Intro AI for Java Dev

Intro¶

This is my overview of the AI universum.

Courses¶

Helpful comprehensive courses

Tutorials¶

How to execute models¶

The tools in the table (Llama.cpp, TensorFlow Lite, etc.) are the engines. They're what actually perform the LLM computations.

Tools Suitable for Local Experiments on Desktop Machines¶

Tool	Description	Key Features	OS Support	LLM Format Support	Comparison Criteria
LM Studio	GUI-based tool for running and fine-tuning language models.	- Intuitive interface - Supports multiple models	Windows, macOS, Linux (likely via Wine/similar)	GGML, GPTQ, and others (check specific model support)	- Hardware compatibility: Good (depends on the model) - Ease of use: High (user-friendly interface) - Model support: Wide range, check compatibility - Performance: Good - Customization: Moderate
Ollama	Platform offering pre-packaged LLMs ready to run locally.	- Minimal setup required - Out-of-the-box solutions	macOS (native), Linux (Docker), Windows (WSL)	Varies by model; often GGML or similar quantizations	- Hardware compatibility: Good (depends on the model) - Ease of use: High (very easy setup) - Model support: Pre-packaged LLMs - Performance: Good - Customization: Limited
LocalAI	Tool for running various LLMs locally.	- Broad compatibility and support - Strong community	Linux, macOS, Windows (Docker-based)	GGML, GPTQ, and others (check specific model support)	- Hardware compatibility: Good (depends on the model) - Ease of use: Moderate - Model support: Wide range of models - Performance: Good - Customization: Moderate

Tools Potentially Suitable for Resource-Constrained/Edge Deployments¶

Tool	Description	Key Features	OS Support	LLM Format Support	Comparison Criteria
Llama.cpp	Open-source tool for running Llama-based models efficiently on local hardware.	- Works on GPUs and CPUs - Lightweight and resource-friendly	Linux, macOS, Windows	GGML (GGML quantizations), potentially others via conversion	- Hardware compatibility: Excellent (GPUs and CPUs) - Ease of use: Moderate (requires some technical knowledge) - Model support: Primarily Llama-based, but expanding - Performance: Efficient - Customization: High
GPT4All	Tool for running GPT models locally.	- Pre-trained GPT models - Efficient on standard hardware (even CPUs)	Windows, macOS, Linux	GPT4All format, often based on GGML	- Hardware compatibility: Excellent (CPUs and GPUs) - Ease of use: Moderate - Model support: GPT models - Performance: Good - Customization: Moderate
TensorFlow Lite (now LiteRT)	TensorFlow's framework for deploying models on mobile, embedded, and IoT devices.	- Model optimization and quantization - Supports various hardware accelerators - Designed for low latency inference	Android, iOS, Linux, macOS, Windows (and other embedded OSes)	TensorFlow Lite (.tflite)	- Hardware compatibility: Excellent (mobile, embedded, and desktop) - Ease of use: Moderate (requires TensorFlow knowledge) - Model support: TensorFlow models (converted to .tflite) - Performance: Highly optimized - Customization: High

Formats of models¶

Format Name	File Extensions(s)	Description	Strengths	Common Use Cases
ONNX (Open Neural Network Exchange)	`.onnx`	Designed for interoperability between frameworks.
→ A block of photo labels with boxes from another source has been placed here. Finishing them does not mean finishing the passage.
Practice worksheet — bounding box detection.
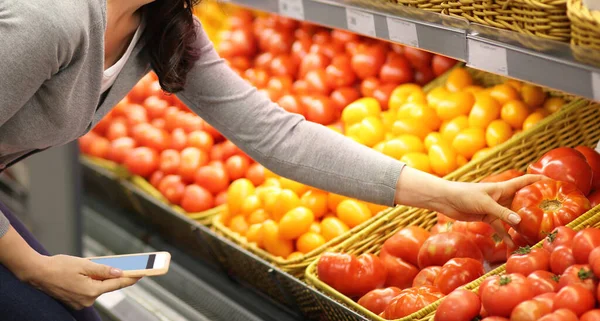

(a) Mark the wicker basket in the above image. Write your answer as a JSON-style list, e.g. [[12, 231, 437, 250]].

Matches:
[[305, 100, 600, 321]]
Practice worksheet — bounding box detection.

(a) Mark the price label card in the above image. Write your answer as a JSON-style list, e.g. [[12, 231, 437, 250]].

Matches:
[[467, 39, 508, 76], [387, 17, 419, 47], [346, 8, 377, 37], [279, 0, 304, 20]]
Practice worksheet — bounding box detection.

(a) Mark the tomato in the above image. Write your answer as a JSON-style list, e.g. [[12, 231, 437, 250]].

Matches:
[[558, 264, 598, 292], [431, 55, 456, 77], [527, 147, 593, 195], [418, 232, 483, 268], [506, 246, 550, 275], [479, 273, 534, 317], [379, 248, 419, 289], [382, 286, 443, 320], [511, 179, 590, 244], [433, 289, 481, 321], [357, 287, 402, 314], [527, 270, 559, 295], [108, 137, 136, 163], [124, 147, 158, 177], [572, 228, 600, 264], [544, 226, 575, 252], [433, 258, 485, 294], [552, 285, 596, 316], [181, 184, 214, 213], [550, 245, 575, 274], [317, 252, 387, 297]]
Stores model structure and weights.	Portability, framework-agnostic	Model exchange, deployment across platforms
TensorFlow SavedModel	(Directory)	TensorFlow's native format. Includes weights, architecture, and metadata.	Comprehensive, well-integrated with TensorFlow ecosystem	TensorFlow Serving, deployment
TensorFlow Lite	`.tflite`	Optimized for mobile, embedded, and IoT devices. Supports quantization.	Efficiency on resource-constrained devices, quantization support	Mobile apps, embedded systems, IoT devices
Keras	`.keras` (preferred), `.h5` (legacy)	While Keras is an API, it has its own saving conventions. `.keras` is the newer, more comprehensive format.	Simplicity, integration with Keras API	Model saving and loading in Keras workflows
TorchScript	`.pt`, `.pth` (used within), `.ts`	PyTorch's format for serializing models. `.ts` is the TorchScript format.	Deployment, especially in production environments, C++ inference	Production PyTorch deployments, mobile (via LibTorch)
safetensors	`.safetensors`	A safe and efficient way to store and transfer tensors, particularly weights.	Security (avoids pickle risks), efficiency	Sharing and deploying LLMs, general model storage

Specialized models¶

Category	Specialized Model Example	Description	Key Focus
Computer Vision	Bird Species Identification Model	Classifies images of birds into specific species.	Accuracy on bird species classification
	Facial Expression Recognition Model	Detects and classifies human facial expressions (e.g., happy, sad, angry).	Accuracy on emotion recognition
	Defect Detection in Manufacturing	Identifies flaws or imperfections in products on a production line.	Speed and accuracy of defect detection
Natural Language Processing	Sentiment Analysis for Customer Reviews	Determines the sentiment (positive, negative, neutral) expressed in customer reviews.	Accuracy on sentiment classification
	Medical Text Summarization	Generates concise summaries of medical reports or research papers.	Accuracy and relevance of summaries
	Chatbot for a Specific Product or Service	Answers customer questions related to a particular product or service.	Accuracy and helpfulness of responses
Audio/Speech	Speech Recognition for a Specific Language/Dialect	Transcribes spoken language in a particular language or dialect.	Accuracy on specific language/dialect recognition
	Music Genre Classification	Classifies music tracks into different genres.	Accuracy of genre classification
Healthcare	Disease Detection in Medical Images	Detects specific diseases or conditions (e.g., cancer) in medical images (X-rays, MRIs).	Accuracy and sensitivity of disease detection
	Drug Discovery Model for a Specific Target	Predicts the effectiveness of drug candidates against a specific biological target.	Accuracy of target prediction
Finance	Fraud Detection Model for Credit Card Transactions	Identifies potentially fraudulent credit card transactions.	Accuracy and speed of fraud detection
	Risk Assessment Model for Loan Applications	Assesses the creditworthiness of loan applicants.	Accuracy of risk prediction
Manufacturing	Predictive Maintenance Model for Industrial Equipment	Predicts when specific pieces of equipment will require maintenance.	Accuracy of maintenance prediction
	Quality Control Model for Product Manufacturing	Identifies defects or variations in manufactured products.	Accuracy and speed of quality control

The Hardware¶

For Tensorflow¶

A USB accessory that brings accelerated ML inferencing to existing systems. Works with Linux, Mac, and Windows systems.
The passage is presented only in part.